EDIT 06/30/10: This document described below has been superseded by a new version available in the recently published journal article “ReCal: Intercoder Reliability Calculation as a Web Service.” No changes have been made to the substance of the equations themselves, but the examples have been clarified based on referees’ suggestions.
For those of you interested in calculating intercoder reliability by hand, I have created a PDF document that contains formulae and worked examples for all of the coefficients ReCal offers. They are: percent agreement, Scott’s pi, Cohen’s kappa, Krippendorff’s alpha, and Fleiss’ kappa. If you find any errors or simply don’t understand something, please don’t hesitate to let me know either in comments or in an email.
I’m a qualitative researcher for a large non-profit. We’re coding some video from kids’ video diaries.

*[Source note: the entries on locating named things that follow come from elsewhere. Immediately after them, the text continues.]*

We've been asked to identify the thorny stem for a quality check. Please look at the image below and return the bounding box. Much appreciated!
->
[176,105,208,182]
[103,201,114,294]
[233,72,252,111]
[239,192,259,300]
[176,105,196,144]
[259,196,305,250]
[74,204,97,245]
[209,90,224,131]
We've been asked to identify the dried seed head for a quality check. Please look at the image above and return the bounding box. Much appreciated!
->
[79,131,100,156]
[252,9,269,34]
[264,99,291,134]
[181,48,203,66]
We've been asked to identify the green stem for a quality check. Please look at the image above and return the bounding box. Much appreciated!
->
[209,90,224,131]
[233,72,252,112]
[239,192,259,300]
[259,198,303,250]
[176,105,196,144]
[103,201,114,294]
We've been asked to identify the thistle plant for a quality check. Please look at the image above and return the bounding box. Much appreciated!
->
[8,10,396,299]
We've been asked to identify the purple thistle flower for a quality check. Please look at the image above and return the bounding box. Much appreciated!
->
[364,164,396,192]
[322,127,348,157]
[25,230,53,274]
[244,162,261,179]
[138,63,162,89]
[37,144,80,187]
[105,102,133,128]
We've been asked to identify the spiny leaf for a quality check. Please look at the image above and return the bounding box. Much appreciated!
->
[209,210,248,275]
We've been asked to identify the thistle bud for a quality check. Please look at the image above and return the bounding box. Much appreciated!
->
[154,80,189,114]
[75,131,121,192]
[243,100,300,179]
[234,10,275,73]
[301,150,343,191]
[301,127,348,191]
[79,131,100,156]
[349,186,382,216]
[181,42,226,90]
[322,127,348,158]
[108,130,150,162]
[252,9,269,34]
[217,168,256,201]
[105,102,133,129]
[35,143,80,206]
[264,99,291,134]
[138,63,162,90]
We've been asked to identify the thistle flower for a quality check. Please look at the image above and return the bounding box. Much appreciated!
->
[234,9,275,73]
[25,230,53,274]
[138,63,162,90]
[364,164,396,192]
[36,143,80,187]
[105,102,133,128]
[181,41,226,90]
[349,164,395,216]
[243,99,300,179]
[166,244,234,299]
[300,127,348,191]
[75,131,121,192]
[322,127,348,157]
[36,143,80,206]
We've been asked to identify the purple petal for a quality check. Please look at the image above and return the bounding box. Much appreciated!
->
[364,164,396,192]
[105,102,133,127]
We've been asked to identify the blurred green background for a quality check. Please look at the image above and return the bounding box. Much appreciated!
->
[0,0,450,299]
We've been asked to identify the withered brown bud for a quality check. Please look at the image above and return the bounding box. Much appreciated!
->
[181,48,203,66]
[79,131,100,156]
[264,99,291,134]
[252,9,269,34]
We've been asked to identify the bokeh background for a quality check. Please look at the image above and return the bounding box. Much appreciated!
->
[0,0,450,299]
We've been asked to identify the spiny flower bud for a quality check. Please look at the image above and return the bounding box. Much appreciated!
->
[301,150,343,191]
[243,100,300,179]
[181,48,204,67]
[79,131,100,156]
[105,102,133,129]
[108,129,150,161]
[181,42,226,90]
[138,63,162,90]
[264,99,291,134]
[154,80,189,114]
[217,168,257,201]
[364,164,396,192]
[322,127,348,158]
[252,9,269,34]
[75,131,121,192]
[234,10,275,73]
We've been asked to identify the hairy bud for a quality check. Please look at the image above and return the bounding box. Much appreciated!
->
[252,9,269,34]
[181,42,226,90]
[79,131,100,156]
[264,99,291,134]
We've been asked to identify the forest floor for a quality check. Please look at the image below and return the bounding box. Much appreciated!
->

Everything in ReCal seems to be working well EXCEPT when we’re in near complete agreement, and there is only one divergent rating. So for example, with three coders, we can have 10 different cases for the same variable. So out of the 30 judgments, we can have 29 1s and one 2, and the output on the Krippendorff is a fat 0.
I must admit that I am not well-versed in stats, so, this is a little out of my realm. All of the other statisticians we have on staff have never heard of Krippendorff’s alpha, so they can’t really help explain why this is the case.
Can you help?